Prison officers are calling for an urgent meeting with the government to address a "crisis of morale".
Yusuf Jamma and Muzzaker Shah have been charged with wounding
Prison Officers Association (POA) chairman Colin Moses says staff face an increased risk of violence as well as being overstretched and underpaid.
His comments come after two members of the gang which murdered Pc Sharon Beshenivsky were charged with stabbing an inmate at Durham's Frankland Prison.
The Ministry of Justice said there was no evidence of an increase in assaults.
Frankland Prison, which houses some of the UK's most dangerous terrorist inmates, has seen several high-profile attacks in recent months.
In July, the jail cell of Hussain Osman, one of the 21/7 bomb plotters, was set alight.
It followed an assault on another al-Qaeda inmate, Dhiren Barot, who subsequently spent five days in Newcastle's Royal Victoria Infirmary after being scalded with boiling water.
Now Yusuf Abdillh Jamma, 20, and Muzzaker Imtiaz Shah, 25, face wounding charges over the alleged stabbing on 6 March.
Mr Moses said: "What's happening at Frankland is what we're seeing at establishments across the UK where staff are fully stretched due to lack of investment.

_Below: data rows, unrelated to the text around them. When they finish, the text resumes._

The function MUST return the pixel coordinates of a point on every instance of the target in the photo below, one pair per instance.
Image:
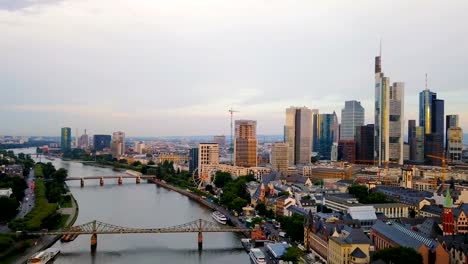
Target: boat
(246, 243)
(219, 217)
(44, 257)
(257, 256)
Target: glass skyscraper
(65, 139)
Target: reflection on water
(141, 206)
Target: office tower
(138, 147)
(431, 117)
(450, 121)
(193, 159)
(415, 141)
(396, 122)
(455, 144)
(65, 139)
(365, 142)
(221, 140)
(389, 118)
(298, 135)
(327, 134)
(101, 142)
(352, 116)
(279, 157)
(208, 154)
(347, 150)
(118, 144)
(245, 143)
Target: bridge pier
(93, 242)
(200, 240)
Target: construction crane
(231, 112)
(443, 171)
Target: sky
(167, 68)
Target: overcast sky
(175, 67)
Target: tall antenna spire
(426, 81)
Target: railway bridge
(95, 228)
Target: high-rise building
(415, 141)
(279, 157)
(221, 140)
(101, 142)
(352, 116)
(118, 144)
(455, 143)
(389, 118)
(327, 134)
(298, 134)
(245, 143)
(347, 150)
(208, 154)
(365, 142)
(193, 159)
(431, 117)
(450, 121)
(65, 139)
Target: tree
(292, 254)
(397, 254)
(261, 208)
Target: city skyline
(163, 82)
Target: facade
(279, 157)
(450, 121)
(245, 143)
(298, 132)
(454, 143)
(193, 159)
(431, 117)
(352, 116)
(347, 150)
(389, 118)
(118, 144)
(327, 134)
(101, 142)
(365, 142)
(65, 139)
(208, 154)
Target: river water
(140, 206)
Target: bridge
(102, 178)
(94, 228)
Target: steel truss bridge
(95, 227)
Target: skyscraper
(279, 157)
(193, 159)
(327, 134)
(365, 142)
(389, 118)
(118, 144)
(450, 121)
(245, 143)
(298, 135)
(65, 139)
(101, 142)
(431, 117)
(352, 116)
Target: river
(140, 206)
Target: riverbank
(233, 219)
(47, 241)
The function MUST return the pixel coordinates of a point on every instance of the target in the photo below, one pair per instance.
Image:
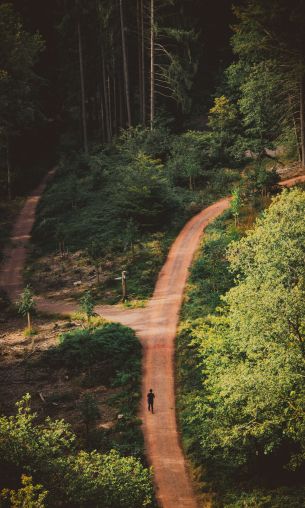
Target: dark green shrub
(112, 345)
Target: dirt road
(156, 327)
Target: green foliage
(235, 204)
(46, 451)
(252, 354)
(29, 495)
(89, 410)
(112, 346)
(188, 157)
(240, 369)
(259, 180)
(268, 499)
(87, 304)
(26, 303)
(210, 276)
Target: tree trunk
(82, 86)
(126, 80)
(115, 106)
(105, 100)
(121, 113)
(302, 119)
(140, 57)
(29, 320)
(295, 128)
(124, 287)
(143, 63)
(102, 116)
(152, 63)
(9, 170)
(109, 105)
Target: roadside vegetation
(240, 358)
(120, 208)
(91, 378)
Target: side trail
(155, 326)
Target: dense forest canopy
(152, 110)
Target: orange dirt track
(156, 327)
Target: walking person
(150, 400)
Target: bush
(72, 478)
(112, 345)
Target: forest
(152, 235)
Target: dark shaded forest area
(151, 110)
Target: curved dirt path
(156, 327)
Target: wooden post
(302, 119)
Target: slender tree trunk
(115, 103)
(121, 113)
(126, 80)
(29, 320)
(106, 100)
(109, 105)
(143, 63)
(302, 119)
(82, 86)
(140, 57)
(9, 170)
(152, 63)
(102, 116)
(295, 128)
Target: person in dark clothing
(150, 400)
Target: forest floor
(156, 327)
(54, 392)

"We need a realisation that violence does not stop at the prison gates. As we face a more violent society we face more violence in prisons.
"Frankland is one of the UK's top facilities. If this is what happens in a successful prison, imagine what happens in those that are more overcrowded and under-resourced."
Mr Moses said he had asked for a crisis meeting with Justice Secretary Jack Straw.
A Ministry of Justice spokeswoman admitted prisons were overcrowded, but stressed that inmate numbers were within safe limits.
She said: "Prison officers work in an extremely difficult environment with some of the most difficult people in society. Despite an increasing population there is no evidence of an increase in the rate of assaults on staff.
"Pay rises for those at the top end of their pay scales have been below inflation for two years. But those still rising on the incremental pay scales are receiving above inflation rises."